Established in 1984 by the seven major universities under the auspices of the Higher Education Authority (HEA), HEAnet is now one of the largest ISPs in Ireland, with close to a million individual users. Originally aimed at promoting and providing the infrastructure for the electronic interchange of information between third level institutions, HEAnet today serves the entire education system.That includes primary and post-primary schools, institutes of technology and research institutions.
Successive investment in national fibre network links and international connectivity ensures the leading edge performance of the HEAnet network. It has two 2.5 gigabit links to the general Internet and two similar links to the important EU-support ed GEANT2 high-speed research network that serves European institutions. HEAnet is also directly connected through the North to Janet, its British counterpart.
At schools level, the obvious headline is the 78 schools that are now connected at speeds of up to 100Mbs under a programme that got the green light in July 2009. The public procurement process for the third party contractors which installed the final legs of the connections to the chosen schools took some months. But overall the 78 schools were online at 100mbs within nine months of theMinister’s signature.
‘‘The schools in the 100mbs project are spread across the country,’’ said Ronan Byrne, HEAnet chief technology officer. ‘‘The objective was to extend the reach across urban and rural locations and to learn from the roll-out so that the programme can be extended later. There is at least one school enabled in every county and all three of the island post-primary schools are connected.’’
The schools were selected on geographical and other criteria and in practice the size of their enrollment was the most influential factor in most cases.The majority of the participating schools are connected by traditional landline or licensed wireless links and a lucky 31 are on fibre, essentially those located in towns with a MAN (metropolitan area network).
While the go-ahead decision by the incoming government is awaited, the 100Mbsps project is scheduled to enable a further tranche of 300 post primary schools this year and another 300 in 2012. This will take in the majority of the 730post primary schools in the country.
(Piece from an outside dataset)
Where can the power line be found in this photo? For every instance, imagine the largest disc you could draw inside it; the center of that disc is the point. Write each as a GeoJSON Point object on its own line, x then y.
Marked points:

There are 3,270 primary schools on basic broadband with no immediate national plans for upgrading. Secondary schools with primary schools attached or on the same campus are entitled to share their connectivity.
As the network provider and ISP, the remit of HEAnet ends at the school router. ‘‘We offer the guaranteed connectivity and bandwidth and a range of added value network services,’’ Byrne said.
‘‘We are leveraging our extensive experience at third level in both the engineering and the services. So, for example, this is essentially a national shared service rather than simple Internet access provision.’’
HEAnet actually manages the routers, he said.
‘‘We will see an outage or other technical issues before the school does, for example. At the services level, we issue and manage the IP addresses and we run an overall web filtering service under a policy agreed with the Department of Education. The schools sign up individually for this and can then set or change their local rules. Some won’t allow Facebook or YouTube, for example. Others will set and enforce conditions for their use on the school system.’’
Not surprisingly, the 100Mbps capacity is still much greater than actual traffic. ‘‘Audiovisual content is clearly the driver on the internet generally and in education it is certainly being used more and more as a teaching and learning resource,’’ said Byrne.
‘‘We think we’ll see live videoconferencing becoming much more widespread, in sharing teaching resources between schools and colleges, for example.’’
There was also, said Byrne, the ever-widening range of digital content published by the National Centre for Technology in Education (NCTE), such as Immerse (Innovative Multi-Media Educational Resources for Students and Educators) . Other resources include Ordnance Survey maps through Scoilnet, Image-Bank with thousands of educationally useful photos and other projects in specialist subject areas such as science and geography.
HEAnet also offers hosting services for schools for interactive websites, with smart added functionality such as single sign-on for access anywhere, any time by authorised users. The physical infrastructure for the schools network has been linked into the nearest regional third-level locations in many instances to leverage the lower costs of backhaul through the HEAnet nodes.
‘‘We are also looking to the future linking of the schools and third-level ecosystems at the content and interaction level,’’ Byrne said, ‘‘again with the general idea of resource sharing and increased levels of collaboration.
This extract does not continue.